Giro: busca Cristina mutar agenda crítica

Cristina de Kirchner ubicó ayer a su lado a Mónica Braña, sobreviviente del accidente del Sarmiento, que colaboró en el rescate.
Cristina de Kirchner ubicó ayer a su lado a Mónica Braña, sobreviviente del accidente del Sarmiento, que colaboró en el rescate.
Una intervención temporal -que puede volverse permanente- y el retorno simulado a una pseudo normalidad forman parte de los movimientos de Cristina de Kirchner para intentar salir, hacia adelante, de la agenda crítica que le impuso la tragedia de Once.

Otro vértice de esa táctica es la causa Malvinas. Con el sello de Guillermo Moreno, se puso en marcha un operativo, ejecutado por intermedio de la ministra de Producción, Débora Giorgi, para que empresas nacionales no importen productos ni insumos de Gran Bretaña.

La intervención es una variable de emergencia que, como contó este diario el lunes, se explica en Casa Rosada como etapa previa hacia la rescisión del contrato con TBA. Que ésta haya abarcado dos ramales, Sarmiento y Mitre, parece magnificar ese anticipo.

Pero, sobre todo, es una maniobra para intentar sacar del centro de la agenda pública los ecos del accidente que les costó la vida a 51 personas y, con éxito incierto, volver a instalar un temario positivo y, sobre todo, adecuado al paladar del Gobierno.

En su segunda aparición tras la tragedia, la Presidente consolidó esa idea: repasó cuestiones de obras, empresarias y de investigación científica, y delegó en su cuñada, Alicia Kirchner, el anuncio sobre el pago de un plus en el programa Argentina Trabaja.

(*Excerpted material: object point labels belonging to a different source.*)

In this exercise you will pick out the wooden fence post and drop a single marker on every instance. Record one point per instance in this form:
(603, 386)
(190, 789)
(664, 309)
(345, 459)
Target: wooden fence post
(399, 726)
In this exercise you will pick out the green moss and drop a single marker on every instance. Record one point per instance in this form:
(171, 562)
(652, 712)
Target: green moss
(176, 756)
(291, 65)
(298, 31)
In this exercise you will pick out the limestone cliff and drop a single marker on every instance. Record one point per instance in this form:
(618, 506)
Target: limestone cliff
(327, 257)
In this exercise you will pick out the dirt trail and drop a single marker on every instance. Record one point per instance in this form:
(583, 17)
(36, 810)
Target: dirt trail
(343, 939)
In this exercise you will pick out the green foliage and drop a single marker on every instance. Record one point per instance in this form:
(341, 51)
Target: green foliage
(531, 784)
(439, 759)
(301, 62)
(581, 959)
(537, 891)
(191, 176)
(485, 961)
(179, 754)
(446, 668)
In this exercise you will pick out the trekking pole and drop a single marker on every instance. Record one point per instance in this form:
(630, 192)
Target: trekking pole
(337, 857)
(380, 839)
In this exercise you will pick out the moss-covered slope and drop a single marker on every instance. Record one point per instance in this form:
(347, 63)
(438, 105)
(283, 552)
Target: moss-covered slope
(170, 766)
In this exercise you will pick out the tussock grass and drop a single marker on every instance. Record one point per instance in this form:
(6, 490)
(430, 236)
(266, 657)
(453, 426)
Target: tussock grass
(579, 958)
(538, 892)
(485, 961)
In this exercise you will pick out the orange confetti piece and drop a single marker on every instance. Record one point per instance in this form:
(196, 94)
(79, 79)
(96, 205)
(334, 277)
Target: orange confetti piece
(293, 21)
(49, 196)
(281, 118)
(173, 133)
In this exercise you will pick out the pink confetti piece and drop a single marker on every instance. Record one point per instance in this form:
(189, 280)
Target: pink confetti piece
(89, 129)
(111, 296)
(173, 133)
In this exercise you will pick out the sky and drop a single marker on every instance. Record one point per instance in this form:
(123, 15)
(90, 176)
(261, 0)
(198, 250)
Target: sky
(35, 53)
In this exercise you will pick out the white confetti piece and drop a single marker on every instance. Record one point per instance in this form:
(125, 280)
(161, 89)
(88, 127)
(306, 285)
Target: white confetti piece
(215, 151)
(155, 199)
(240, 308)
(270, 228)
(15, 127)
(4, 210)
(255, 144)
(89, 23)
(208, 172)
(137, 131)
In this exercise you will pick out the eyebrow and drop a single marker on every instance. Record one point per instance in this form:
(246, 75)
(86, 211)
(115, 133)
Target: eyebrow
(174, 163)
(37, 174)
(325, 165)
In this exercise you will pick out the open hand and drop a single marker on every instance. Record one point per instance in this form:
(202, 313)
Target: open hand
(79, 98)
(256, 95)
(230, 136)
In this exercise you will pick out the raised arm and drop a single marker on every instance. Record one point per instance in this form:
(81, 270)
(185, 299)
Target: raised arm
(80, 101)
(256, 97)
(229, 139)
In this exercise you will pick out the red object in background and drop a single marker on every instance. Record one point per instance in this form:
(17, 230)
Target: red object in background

La ministra de Desarrollo Social desplegó un menú de datos sobre el impacto de ese programa de cooperativas y anticipó cambios en su implementación. Como no ocurre a menudo, la Presidente le cedió el protagonismo como hizo antes, parcialmente, en una teleconferencia con el chaqueño Jorge Capitanich sobre obras de dragado.

«Mañana no voy a hablar, pero igual voy a ser presidenta y voy a gobernar». Esa frase eligió Cristina de Kirchner para blanquear la estrategia de normalización al avisar que hoy no hablará en público aunque lo hará mañana en la Asamblea Legislativa.

En rigor, aunque unas horas antes se anunció la intervención de TBA, la Presidente eligió el enfoque emotivo para referirse a la tragedia y lo hizo al aparecer en el atril acompañada por Mónica Braña, una joven que sobrevivió al accidente y colaboró con el rescate de heridos. Además de integrar el plan Argentina Trabaja, milita el Frente Transversal.

Esa cuestión invitó a un extraño equívoco de la Presidente cuando dijo que Braña era una militante de un espacio que no era del Frente para la Victoria. Luego se desdijo cuando contó que militaba en el Frente Transversal, agrupación que comanda Edgardo Depetri, un protokirchnerista que actualmente es diputado nacional.

Un doble error: primero porque el Frente para la Victoria es una marca electoral que se nutre de otros partidos y agrupaciones; en segundo, porque el Frente Transversal integra desde el origen del kirchnerismo ese sello electoral al que nutrió de candidatos.

Pero la inclusión de Braña, sin ninguna mención a la intervención ni a la cuestión de fondo del accidente, operó en el sentido de tomar distancia de la tragedia o, al menos, hacerlo desde un enfoque sentimental.

Es un giro extraño porque la Presidente demoró casi seis días su aparición luego del accidente. En medio emitió, apenas, un comunicado de cuatro líneas en el que les dio las condolencias a los familiares de los fallecidos.

A esa hora, cientos de manifestantes se movilizaron en el centro porteño para recordar a las víctimas del accidente.